Yorgos Lanthimos has long been the best weirdo in Hollywood (see also, The Lobster, etc). But no. It’s a good movie that definitely goes for it, but it’s mostly Emma Stone doing the most “I’m an Oscar-winning former high school theater kid” that holds this up.

It makes for an engaging movie, but it’s just uneven enough that it doesn’t have what it takes to take it over the top.

Will it Win?

It’ll probably win a few minor categories (the makeup and hairstyling should win for this if only because they had to deal with the ridiculous request of “oh Emma Stone’s character’s hair grows two inches a day so you have to make a 4-foot-long extensions for her by the end of filming”) (no that’s 100% a thing).

Zone of Interest

What’s it About?

Oh boy. Um good to close with an uplifting movie. It’s about Auschwitz.

Okay, let’s go into this a little bit more. Yes, it’s a holocaust movie. It also handles the topic very uniquely.

It was nominated for five Oscars – Jonathan Glazer, who has only done three other films – Sexy Beast, Under the Skin and Birth – received his first nominations of his career, for Director and Screenplay. But his Adapted Screenplay nomination was a generous definition of Adapted Screenplay, as only a handful of sentences of the source material was used for the film.

It revolves around a Nazi officer who is an officer of Auschwitz. You know, aspirational.

Where the film excels is that it handles a horrific topic (2023 was all about genocide apparently) but does so in a unique manner. Stephen Spielberg said it’s the best Holocaust movie since Schindler’s List.

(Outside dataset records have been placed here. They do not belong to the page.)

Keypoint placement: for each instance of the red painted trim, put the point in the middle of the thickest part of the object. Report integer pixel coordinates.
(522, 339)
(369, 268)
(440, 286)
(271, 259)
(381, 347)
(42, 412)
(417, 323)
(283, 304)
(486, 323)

It doesn’t show the atrocities that happened under the Third Reich, but it has you listen to them (they rightfully deserve to win in the sound categories they were nominated for). You never see anything, but instead hear, in the distance from the idyllic villa occupied by the Nazi officer and his family just outside of the walls of the camp, gunshots and screams as a family tries to pretend that nothing out of the ordinary is occurring.

It’s a unique and haunting film. It also highlights how the Academy Awards are…inconsistent with its nomination process for foreign films. While Anatomy of a Fall did not get nominated for that category, this film, with German dialogue, filmed in Poland, was nominated for that category as a representative of….The United Kingdom?

Okay cool.

Should it Win?

No. There are some who think this should win, but it won’t. We had it as the 8th best film. This is where we should remind you that re-watchability is a bit part of how we rank these. This is a good movie, yes. It’s a unique film that talks about a complex topic in a new and inventive way, handled deftly by a master of the craft, yes. But it’s not a good hang.

Will it Win?

This was one of the biggest surprise nominations, and it definitely won’t win Best Picture. That said, the other two movies nominated that are foreign or largely performed in foreign languages (Past Lives and Anatomy of a Fall) are not nominated for best Foreign Language film, so this seems like a slam dunk for that category.

We’ll follow this up with a best actor/supporting actor and actress/supporting actress prediction post, as well as one for the rest of the awards, just like we did last year. But comparing this year to last, we’ll say this – there weren’t any nominated films that we felt didn’t deserve the honor they received.

2023 was a good year for movies, and we’re looking forward to 2024!